I have kafka related errors in consumer logs:

+ '[' c = - ']'
+ snuba consumer --help
+ set -- snuba consumer --storage events --auto-offset-reset=latest --max-batch-time-ms 750
+ set gosu snuba snuba consumer --storage events --auto-offset-reset=latest --max-batch-time-ms 750
+ exec gosu snuba snuba consumer --storage events --auto-offset-reset=latest --max-batch-time-ms 750
2020-08-10 19:05:49,717 New partitions assigned: {Partition(topic=Topic(name='events'), index=0): 16227028}
2020-08-10 19:05:54,980 Partitions revoked: [Partition(topic=Topic(name='events'), index=0)]
+ '[' c = - ']'
+ snuba consumer --help
+ set -- snuba consumer --storage events --auto-offset-reset=latest --max-batch-time-ms 750
+ set gosu snuba snuba consumer --storage events --auto-offset-reset=latest --max-batch-time-ms 750
+ exec gosu snuba snuba consumer --storage events --auto-offset-reset=latest --max-batch-time-ms 750
%3|1597086403.040|FAIL|rdkafka#producer-1| [thrd:kafka:9092/bootstrap]: kafka:9092/bootstrap: Connect to ipv4#172.18.0.10:9092 failed: Connection refused (after 0ms in state CONNECT)
%3|1597086403.051|FAIL|rdkafka#consumer-2| [thrd:kafka:9092/bootstrap]: kafka:9092/bootstrap: Connect to ipv4#172.18.0.10:9092 failed: Connection refused (after 12ms in state CONNECT)
%3|1597086404.037|FAIL|rdkafka#producer-1| [thrd:kafka:9092/bootstrap]: kafka:9092/bootstrap: Connect to ipv4#172.18.0.10:9092 failed: Connection refused (after 0ms in state CONNECT, 1 identical error(s) suppressed)

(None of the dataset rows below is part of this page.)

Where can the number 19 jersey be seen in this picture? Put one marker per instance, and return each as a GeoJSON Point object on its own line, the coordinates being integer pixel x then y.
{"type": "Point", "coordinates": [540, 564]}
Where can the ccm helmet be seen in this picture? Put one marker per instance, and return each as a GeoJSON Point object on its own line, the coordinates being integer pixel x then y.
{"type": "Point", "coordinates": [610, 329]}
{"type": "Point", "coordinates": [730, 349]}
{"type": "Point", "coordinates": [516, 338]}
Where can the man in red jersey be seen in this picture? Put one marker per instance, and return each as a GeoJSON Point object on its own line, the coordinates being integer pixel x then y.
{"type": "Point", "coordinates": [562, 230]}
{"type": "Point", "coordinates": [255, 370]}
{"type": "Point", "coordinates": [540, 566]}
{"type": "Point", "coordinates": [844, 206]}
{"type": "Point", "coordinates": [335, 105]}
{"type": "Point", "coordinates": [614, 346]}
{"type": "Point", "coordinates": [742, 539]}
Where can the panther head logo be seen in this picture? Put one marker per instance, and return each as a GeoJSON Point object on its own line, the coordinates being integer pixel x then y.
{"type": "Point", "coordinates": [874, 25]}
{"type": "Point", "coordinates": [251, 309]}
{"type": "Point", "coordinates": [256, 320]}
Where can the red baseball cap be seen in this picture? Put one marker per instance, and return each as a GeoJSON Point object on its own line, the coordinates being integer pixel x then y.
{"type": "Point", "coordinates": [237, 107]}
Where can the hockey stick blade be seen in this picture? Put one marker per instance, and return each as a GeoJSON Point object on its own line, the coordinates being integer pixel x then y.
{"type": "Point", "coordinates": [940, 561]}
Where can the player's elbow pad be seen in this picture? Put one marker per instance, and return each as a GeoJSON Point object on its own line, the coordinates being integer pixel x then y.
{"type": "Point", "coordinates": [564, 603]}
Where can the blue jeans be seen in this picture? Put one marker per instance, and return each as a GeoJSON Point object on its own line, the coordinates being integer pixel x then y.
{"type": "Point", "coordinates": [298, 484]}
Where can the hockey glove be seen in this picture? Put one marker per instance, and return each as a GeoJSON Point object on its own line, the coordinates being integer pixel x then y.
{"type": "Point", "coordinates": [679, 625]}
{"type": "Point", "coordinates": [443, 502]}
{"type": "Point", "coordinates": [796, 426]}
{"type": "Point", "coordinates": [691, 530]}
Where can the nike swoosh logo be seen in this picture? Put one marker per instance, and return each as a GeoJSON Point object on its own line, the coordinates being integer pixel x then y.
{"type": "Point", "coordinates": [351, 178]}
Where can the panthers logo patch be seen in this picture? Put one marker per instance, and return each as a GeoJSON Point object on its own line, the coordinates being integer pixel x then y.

%3|1597086404.037|FAIL|rdkafka#consumer-2| [thrd:kafka:9092/bootstrap]: kafka:9092/bootstrap: Connect to ipv4#172.18.0.10:9092 failed: Connection refused (after 0ms in state CONNECT, 1 identical error(s) suppressed)
Traceback (most recent call last):
  File "/usr/local/bin/snuba", line 33, in <module>
    sys.exit(load_entry_point('snuba', 'console_scripts', 'snuba')())
  File "/usr/local/lib/python3.7/site-packages/click/core.py", line 722, in __call__
    return self.main(*args, **kwargs)
  File "/usr/local/lib/python3.7/site-packages/click/core.py", line 697, in main
    rv = self.invoke(ctx)
  File "/usr/local/lib/python3.7/site-packages/click/core.py", line 1066, in invoke
    return _process_result(sub_ctx.command.invoke(sub_ctx))
  File "/usr/local/lib/python3.7/site-packages/click/core.py", line 895, in invoke
    return ctx.invoke(self.callback, **ctx.params)
  File "/usr/local/lib/python3.7/site-packages/click/core.py", line 535, in invoke
    return callback(*args, **kwargs)
  File "/usr/src/snuba/snuba/cli/consumer.py", line 146, in consumer
    consumer.run()
  File "/usr/src/snuba/snuba/utils/streams/processing.py", line 132, in run
    self._run_once()
  File "/usr/src/snuba/snuba/utils/streams/processing.py", line 138, in _run_once
    msg = self.__consumer.poll(timeout=1.0)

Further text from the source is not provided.